Culture

Dans la jungle de l’autisme

La bande dessinée "Jungle" offre une plongée en mots et en images dans une réalité longtemps restée dans l’ombre, celle de l’autisme au féminin.

Publié le: 23 avril 2025

Mis à jour le: 23 avril 2025

Par: Valentine De Muylder

3 min

BD "Jungle, une traversée de l’autisme au féminin"

Illustration: © Fanny Modena

Gabi a 26 ans lorsqu’elle apprend qu’elle est autiste. Un diagnostic qui l’effraie autant qu’il la libère, parce qu’elle comprend enfin ce qu’elle a cherché à masquer pendant toutes ces années : pourquoi elle a toujours "navigué un peu de travers", pourquoi on la trouve si souvent "bizarre"…  

Née de l’imagination d’Adélaïde Barat Magan et Justine Langlois, deux autrices elles-mêmes diagnostiquées autistes à l’âge adulte, la narratrice nous ouvre les portes de sa vie intérieure. Elle raconte son enfance parsemée d’obstacles invisibles, les rituels qui la rassurent, ses expériences amoureuses et ses premiers pas compliqués dans le monde du travail… Plein de symboles et de poésie, le dessin de Fanny Modena aide à saisir ce qui échappe aux mots et à se glisser dans l’esprit de Gabi, qu’elle compare à "une jungle, envahissante et indomptable". 

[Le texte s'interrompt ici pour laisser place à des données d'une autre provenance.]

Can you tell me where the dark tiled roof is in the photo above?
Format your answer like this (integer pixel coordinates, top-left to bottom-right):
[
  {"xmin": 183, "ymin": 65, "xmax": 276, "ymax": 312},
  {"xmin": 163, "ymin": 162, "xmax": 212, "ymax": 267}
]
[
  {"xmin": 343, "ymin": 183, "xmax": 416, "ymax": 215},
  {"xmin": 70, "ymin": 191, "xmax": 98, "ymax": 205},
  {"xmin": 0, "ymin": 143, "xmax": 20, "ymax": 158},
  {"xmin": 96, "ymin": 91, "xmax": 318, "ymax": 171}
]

Les femmes sous-diagnostiquées

Les troubles du spectre de l’autisme sont des troubles neurodéveloppementaux de mieux en mieux compris. Pourtant, ils demeurent encore sous-diagnostiqués chez les femmes. Non seulement en raison de tests inadaptés, conçus par et pour des hommes, mais aussi des spécificités de l’autisme au féminin. "Ce qui diffère, résume Gabi, c’est la manière dont certaines caractéristiques autistiques s’expriment selon le genre, c’est-à-dire selon ce que la société impose aux femmes. Les femmes sont poussées à avoir une très forte capacité à masquer et à s’adapter. Leurs émotions doivent être contenues, elles apprennent dès le plus jeune âge à ne pas faire de vagues". Les conséquences sociales de l’autisme peuvent donc se faire plus discrètes chez les femmes, plus enclines à mettre en place des stratégies pour compenser leurs difficultés à décoder les pensées ou les émotions des autres. 

Un cerveau qui danse à son propre rythme

Parce que sa démarche est à la fois artistique et didactique, cette bande dessinée s’adresse autant aux personnes concernées par l’autisme qu’aux personnes curieuses de comprendre ce trouble au-delà des stéréotypes. Car les clichés restent tenaces, et les personnes autistes sont sans cesse amenées à devoir expliquer leur trouble invisible, mais néanmoins handicapant. 

Gabi déconstruit ainsi, une à une, les croyances et remarques les plus courantes auxquelles elle est confrontée : "T’as pas l’air autiste !", "Tu serais pas juste un peu hypersensible ?", "Et alors, t’as un QI de combien ?"... Pour tenter de mettre des mots simples sur sa différence, la jeune femme compare l’autisme à une "impro de jazz" au milieu de l’"orchestre millimétré" qu’est notre société : "Ça ne rend pas ma mélodie moins belle ! Juste unique et… euh… plus singulière. En gros, l’autisme c’est un cerveau qui danse sur son propre air et surtout à son propre rythme".